Giving ORMs a chance

When you have to store and retrieve data from a database, do you choose to execute SQL statements yourself or do you use an object-relational mapper (ORM) to abstract away those calls completely? My answer to that question has been "SQL, obviously" my entire career; ORMs have historically had horrific performance and obscured the actual queries being executed, making it difficult to figure out exactly where things went wrong. They'll often build in features that you don't actually want, like keeping their own cached history of the object in memory, which can prevent it from storing new data when the cache isn't kept in sync. The nearly universal advice in the industry has been: use actual SQL, or a type checked SQL like jOOQ to execute your database interactions.

So what do you do when your team starts using ORM features?

I've largely transitioned to a management role recently, which means I'm not very involved in the codebases at my company anymore. But in the last few weeks I've had the chance to poke around and make some changes, and what I've seen has been shocking: very experienced developers have started using ORM features from SQLAlchemy, a very popular Python ORM and a SQL toolkit library.

I approached with strong skepticism, but after some time working on the queries myself, I've come around to some of the features provided.

Setup

For the rest of the post, I'll be working with the following tables. It's a silly example, but we'll be looking at employees and their addresses. Each employee can have one address per type, which might be "office" or "home". In PostgreSQL, the schema declaration would look something like:

CREATE TABLE employee (
    id BIGSERIAL PRIMARY KEY,
    name TEXT NOT NULL,
    created TIMESTAMP NOT NULL
);

CREATE TABLE employee_address (
    employee BIGINT NOT NULL REFERENCES employee (id) ON DELETE CASCADE,
    address TEXT NOT NULL,
    type TEXT NOT NULL,
    PRIMARY KEY (employee, type)
);

In SQLAlchemy, we might wrong the objects as something like (ignoring imports, this is not meant to be a tutorial):

class Employee(Base):
    __tablename__ = "employee"
    id: Mapped[int] = mapped_column(Integer, Sequence("employee_id_seq"), primary_key=True)
    name: Mapped[str] = mapped_column(nullable=False)
    created: Mapped[datetime] = mapped_column(default=utcnow(), nullable=False)
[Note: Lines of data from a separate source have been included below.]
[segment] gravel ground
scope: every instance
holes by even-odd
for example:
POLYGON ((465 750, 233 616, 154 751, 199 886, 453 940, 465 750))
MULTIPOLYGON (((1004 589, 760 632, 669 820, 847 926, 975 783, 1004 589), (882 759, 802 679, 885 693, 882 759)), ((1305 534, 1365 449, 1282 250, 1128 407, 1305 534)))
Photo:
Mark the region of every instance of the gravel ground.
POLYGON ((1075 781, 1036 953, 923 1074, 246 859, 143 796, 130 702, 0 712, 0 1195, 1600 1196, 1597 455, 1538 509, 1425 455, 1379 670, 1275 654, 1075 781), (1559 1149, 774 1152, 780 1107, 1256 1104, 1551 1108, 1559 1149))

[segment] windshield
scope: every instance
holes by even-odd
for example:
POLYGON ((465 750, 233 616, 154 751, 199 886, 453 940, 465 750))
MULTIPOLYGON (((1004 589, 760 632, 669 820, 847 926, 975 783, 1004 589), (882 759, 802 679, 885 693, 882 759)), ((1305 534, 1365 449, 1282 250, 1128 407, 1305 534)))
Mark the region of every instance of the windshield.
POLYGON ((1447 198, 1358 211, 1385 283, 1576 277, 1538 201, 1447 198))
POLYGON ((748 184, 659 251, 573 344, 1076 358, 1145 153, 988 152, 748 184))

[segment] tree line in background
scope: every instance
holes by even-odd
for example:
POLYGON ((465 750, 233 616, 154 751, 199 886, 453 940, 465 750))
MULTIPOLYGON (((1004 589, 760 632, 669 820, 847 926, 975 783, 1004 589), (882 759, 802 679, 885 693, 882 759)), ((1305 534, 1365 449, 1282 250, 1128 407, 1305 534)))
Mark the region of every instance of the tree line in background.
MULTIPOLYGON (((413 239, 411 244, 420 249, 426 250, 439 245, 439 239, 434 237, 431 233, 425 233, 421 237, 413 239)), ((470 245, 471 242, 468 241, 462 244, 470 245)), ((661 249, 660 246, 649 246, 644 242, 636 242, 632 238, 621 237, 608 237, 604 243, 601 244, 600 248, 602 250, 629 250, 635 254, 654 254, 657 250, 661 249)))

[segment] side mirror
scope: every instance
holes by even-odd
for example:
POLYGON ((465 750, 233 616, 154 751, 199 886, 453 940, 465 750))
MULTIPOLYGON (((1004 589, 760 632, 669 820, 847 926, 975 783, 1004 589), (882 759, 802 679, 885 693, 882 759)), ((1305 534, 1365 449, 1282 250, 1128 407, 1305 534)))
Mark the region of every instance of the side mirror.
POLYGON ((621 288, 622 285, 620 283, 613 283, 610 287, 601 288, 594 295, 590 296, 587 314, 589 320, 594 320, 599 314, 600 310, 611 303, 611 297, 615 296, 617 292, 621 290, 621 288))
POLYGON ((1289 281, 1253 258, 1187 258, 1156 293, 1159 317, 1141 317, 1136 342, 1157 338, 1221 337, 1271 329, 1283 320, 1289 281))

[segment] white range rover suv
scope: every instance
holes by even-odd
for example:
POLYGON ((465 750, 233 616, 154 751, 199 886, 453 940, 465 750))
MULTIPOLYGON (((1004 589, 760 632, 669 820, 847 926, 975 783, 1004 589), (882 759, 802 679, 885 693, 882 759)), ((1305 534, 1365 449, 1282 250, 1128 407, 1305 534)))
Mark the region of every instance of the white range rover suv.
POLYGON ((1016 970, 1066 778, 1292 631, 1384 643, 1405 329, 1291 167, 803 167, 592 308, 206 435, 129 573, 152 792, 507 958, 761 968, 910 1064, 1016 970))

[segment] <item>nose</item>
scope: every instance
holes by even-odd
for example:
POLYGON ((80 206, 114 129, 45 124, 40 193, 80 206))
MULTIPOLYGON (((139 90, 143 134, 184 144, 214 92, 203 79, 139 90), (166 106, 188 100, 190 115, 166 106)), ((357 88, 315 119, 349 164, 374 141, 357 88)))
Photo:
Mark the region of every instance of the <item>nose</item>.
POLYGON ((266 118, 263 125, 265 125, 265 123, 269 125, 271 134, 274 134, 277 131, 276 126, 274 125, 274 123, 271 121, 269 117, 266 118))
class EmployeeAddress(Base):
    __tablename__ = "employee_address"
    employee: Mapped[int] = mapped(Integer, ForeignKey(Employee.id, ondelete="CASCADE"), nullable=False, primary_key=True)
    address: Mapped[str] = mapped_column(nullable=False)
    type: Mapped[str] = mapped_column(nullable=False, primary_key=True)

Loading all addresses

In this particular scenario, I wanted to load all addresses for each employee, and actually wanted to have the address load every time I grabbed an employee. The SQL would either have to be split into 2 queries (one to load the employees, then the other to load all their addresses) and then combined in memory in Python, or I could follow my strategy from a previous post and use some semi-fancy JOIN operations to get everything in one query.

Help Your Database Help Itself
The database is often the only stateful portion of a service. As such, software engineers rely on it for everything that asks “what did I say about this last time?” or “can you hold this for the next time I’m here?” Modern relational databases are extremely fast and can handle

If you're not familiar with SQL, the latter can be confusing, though I would argue it's actually not too complex if you take even a little bit of time. And as I've covered before, the former can be disastrous to your performance. It turns out ORMs have a way to work with these relationships directly and abstract this away from you!

class Employee(Base):
    # everything as before
    addresses: Mapped[list["EmployeeAddress"]] = relationship()

But... it doesn't actually load by default. In fact, if you try to access the addresses field on the employee, you'll get an error! This is, in my opinion, a gigantic footgun. It's incredible unintuitive; if I select(Employee).where(Employee.id == <number>, I expect all the fields on the employee to load. Instead, I have to remember to add ORM loader options to my select statement. In this case, my statement looks like select(Employee).where(Employee.id == <number>).options(joinedload(Employee.addresses). That extra clause makes all the difference. If my codebase didn't have good test coverage, I never would have found this issue.

One thing I will give SQLAlchemy credit for here: they make it very easy to intuit exactly what query is going to be run. The joinedload will run LEFT OUTER JOIN, and if that's not what I want, there are other ways to coerce the data load into other strategies.

Storing nested fields

Now, how do you store this data? Instead of storing the data for the employee, then updating all the addresses, SQLAlchemy makes it easy!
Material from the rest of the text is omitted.